Open bugie19 opened 1 year ago

bugie19 commented 1 year ago

hallo everyone,

I have 3 separately different images with their individual CSV files obtained from CODEX staining method. The samples are timepoint of tumor stage (day 0, day10 and day20). Inspired from the integrated analysis of several single cell RNA sequencing dataset which is could be done in seurat package, Is it also possible to perform such an integrated analysis of those images in Scimap package?

your help i really appreciate in advance.

best regards,

Bugie

ajitjohnson commented 1 year ago

Hi @bugie19 Yes it is absolutely possible to do so.

If you are using sm.pp.mcmicro_to_scimap function to create the adata object, you can simply import all the images together like so:

all_images = ["\path\to\image_1.csv", "\path\to\image_2.csv", "\path\to\image_3.csv"]
adata = sm.pp.mcmicro_to_scimap (feature_table_path=all_images)

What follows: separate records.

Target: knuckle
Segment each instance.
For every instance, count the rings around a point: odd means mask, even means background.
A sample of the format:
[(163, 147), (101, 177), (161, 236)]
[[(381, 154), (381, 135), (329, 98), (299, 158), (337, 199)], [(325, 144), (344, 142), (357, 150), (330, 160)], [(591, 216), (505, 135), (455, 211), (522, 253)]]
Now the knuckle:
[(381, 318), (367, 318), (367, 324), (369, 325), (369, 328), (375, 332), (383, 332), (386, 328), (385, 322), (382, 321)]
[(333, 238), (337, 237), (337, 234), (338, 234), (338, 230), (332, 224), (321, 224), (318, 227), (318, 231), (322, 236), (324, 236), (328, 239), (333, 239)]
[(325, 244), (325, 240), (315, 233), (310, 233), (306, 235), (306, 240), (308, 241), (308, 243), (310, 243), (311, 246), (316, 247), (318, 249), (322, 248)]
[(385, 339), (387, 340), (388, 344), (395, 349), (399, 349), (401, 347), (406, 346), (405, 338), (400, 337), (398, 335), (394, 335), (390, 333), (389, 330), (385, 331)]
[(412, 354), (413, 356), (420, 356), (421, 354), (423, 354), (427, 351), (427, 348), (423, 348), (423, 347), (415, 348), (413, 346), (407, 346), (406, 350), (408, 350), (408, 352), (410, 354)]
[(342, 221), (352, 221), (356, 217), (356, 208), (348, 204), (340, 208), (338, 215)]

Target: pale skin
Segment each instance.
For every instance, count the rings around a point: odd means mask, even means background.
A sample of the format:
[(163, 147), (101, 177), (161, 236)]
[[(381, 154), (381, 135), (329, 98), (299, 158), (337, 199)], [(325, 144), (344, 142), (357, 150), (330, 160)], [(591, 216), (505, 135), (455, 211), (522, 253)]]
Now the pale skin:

If you are manually creating the adata object, make sure you have a column called imageid in adata.obs that maps the cells to a unique ID for each image. The program automatically takes that into consideration for all downstream analyses.

sailseem commented 1 year ago

I have a follow-up query. Let's say I have 100 images, each with 20-30 markers, and I've constructed the scimap adata. However, when I execute UMAP, it doesn't delineate any distinct clusters. Instead, all the cells are grouped together. Do you have any advice on addressing this issue?